Michael Ackerman
Michael Ackerman
Galerie VU' 2004-09-10 to 2004-10-30

Il y a deux séries. Il y a aussi des photographies isolées. Comme toujours, des visions, en noir et blanc, immédiates et que la lumière trouve autant qu’elle les compose. Dans des contrastes dont le grain éclate la convention des genres, les émotions sont palpables, transmises avec une évidence élégante qui caresse tout, attristée parfois, et définitivement vouée à un temps que nous n’expérimentons qu’avec la photographie.

Il y a une série de portraits carrés. Des portraits d’hommes. Sur fond noir. Seuls. Enigmatiques. Des hommes perdus dans une forme d’autisme photographique qui correspond à leur solitude existentielle de poivrots croisée puis apprivoisés au fond de bars de nuit. Pas d’anecdote, jamais. Mais de la forme. Du blanc qui déforme les visages et les expressions autant qu’il les révèle, un cadre qui cerne les traits en leur laissant le minimum d’espace vital, de respiration d’image. Mais pas plus. Pour nous laisser, finalement, face à une famille de personnages à la fois dépourvus d’identité et forts de leur caractère, de leur perte même. Troublants, attachants, inaccessibles aussi, et sans doute en partance.

Il y a une série de paysages rectangulaires. Des paysages marqués par le blanc et saisis dans une urgence du regard.
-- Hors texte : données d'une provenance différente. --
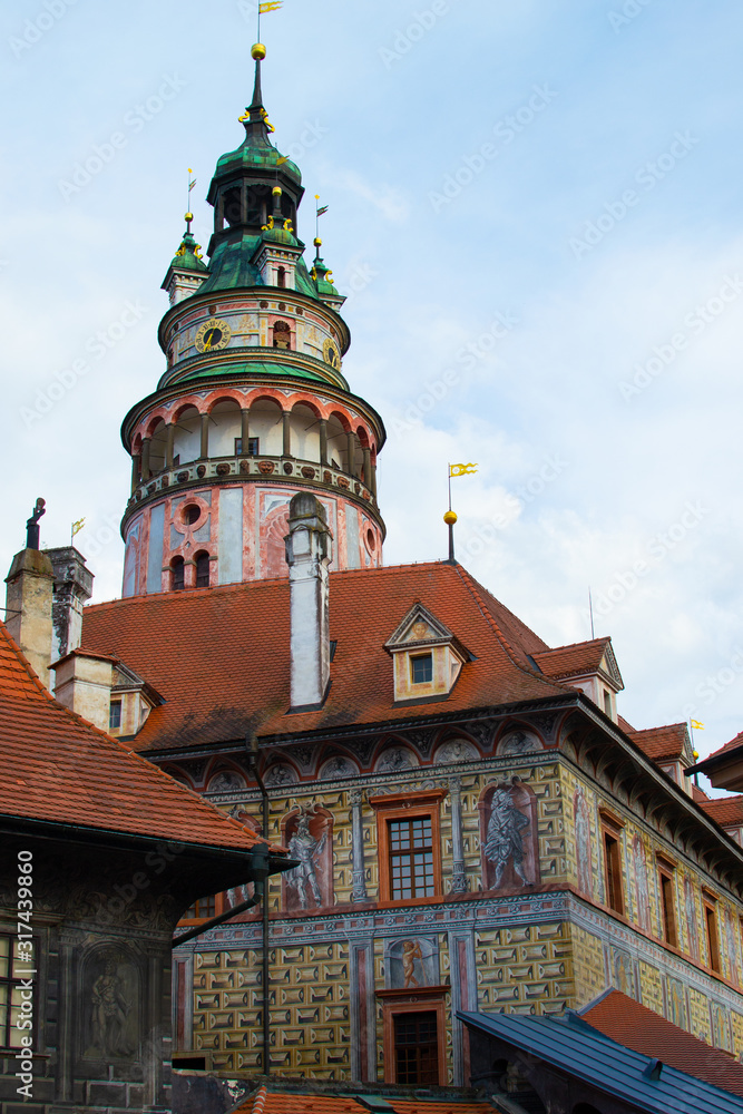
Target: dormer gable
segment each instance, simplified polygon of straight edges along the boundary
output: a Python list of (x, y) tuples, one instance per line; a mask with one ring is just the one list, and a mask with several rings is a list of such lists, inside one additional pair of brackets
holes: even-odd
[(392, 656), (394, 702), (446, 700), (470, 655), (420, 602), (384, 643)]
[(115, 739), (136, 735), (145, 725), (147, 716), (165, 700), (134, 670), (121, 662), (114, 666), (114, 683), (109, 707), (108, 733)]
[(624, 681), (610, 638), (593, 638), (556, 649), (537, 651), (532, 656), (546, 676), (579, 688), (602, 712), (617, 722), (616, 694), (624, 688)]

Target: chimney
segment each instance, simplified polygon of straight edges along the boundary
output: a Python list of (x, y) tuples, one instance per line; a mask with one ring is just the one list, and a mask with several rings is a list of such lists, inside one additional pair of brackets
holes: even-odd
[(45, 549), (55, 571), (51, 605), (51, 661), (77, 649), (82, 638), (82, 605), (92, 595), (92, 573), (75, 546)]
[(322, 704), (330, 681), (327, 566), (332, 534), (325, 509), (309, 491), (289, 505), (286, 564), (290, 585), (291, 706)]
[(26, 549), (16, 554), (6, 577), (6, 625), (48, 688), (55, 570), (47, 555), (39, 550), (39, 519), (43, 510), (43, 499), (37, 499), (26, 524)]

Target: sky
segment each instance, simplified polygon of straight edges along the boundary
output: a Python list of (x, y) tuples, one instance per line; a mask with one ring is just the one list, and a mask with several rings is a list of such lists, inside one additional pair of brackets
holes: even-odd
[[(550, 645), (610, 635), (635, 727), (743, 729), (743, 7), (285, 0), (274, 140), (382, 416), (385, 564), (457, 556)], [(250, 102), (254, 0), (0, 9), (0, 565), (76, 544), (120, 595), (120, 423)]]

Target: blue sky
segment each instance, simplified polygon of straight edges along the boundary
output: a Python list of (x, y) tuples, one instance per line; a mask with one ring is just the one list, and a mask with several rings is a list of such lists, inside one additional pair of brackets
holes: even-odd
[[(41, 495), (47, 545), (86, 516), (98, 600), (120, 592), (120, 421), (164, 368), (187, 167), (206, 245), (242, 139), (253, 9), (0, 12), (0, 564)], [(553, 645), (589, 636), (590, 585), (622, 713), (693, 714), (702, 753), (743, 727), (742, 32), (733, 0), (285, 0), (262, 36), (300, 234), (319, 193), (353, 291), (344, 373), (388, 429), (387, 563), (446, 556), (447, 461), (478, 462), (461, 560)]]

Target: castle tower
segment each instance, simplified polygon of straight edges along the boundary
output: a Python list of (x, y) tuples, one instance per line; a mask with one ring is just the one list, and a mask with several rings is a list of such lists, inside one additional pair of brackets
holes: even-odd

Presque romantiques parfois, sensibles toujours, alors que l’on sent qu’ils peuvent échapper à la perception qui fige la vision fugitive. Des paysages qui ont failli ne pas exister et qui n’existent plus qu’en image. Le temps n’est plus celui de l’horloge mais celui de la photographie au travail.

Il y a des images isolées. Intenses de regard croisée, de corps installés dans l’espace, de personnages énigmatiques qui nous renvoient à nos propres solitudes. Des visions de personnages dont il importe peu – si ce n’est que les lumières et les ambiances changent – qu’ils aient été captés à Cuba, en Pologne, à Paris, à Naples ou à New-York. Il y a, simplement, de la photographie à l’œuvre dans l’exploration de ses limites et de ses possibilités.

Il y a aussi un invité. Adam Cohen, documentariste et ami de Michael Ackerman dont les captures d’images disent parfaitement les énigmes de la représentation du réel.

Il y a du plaisir et de la fierté à présenter des regards exigeants, murs par la seule nécessité, interrogeant le monde contemporain avec une rare fidélité à des engagements éthiques, et continuant à affirmer que l’artiste est responsable face au monde qu’il expérimente, explore et représente.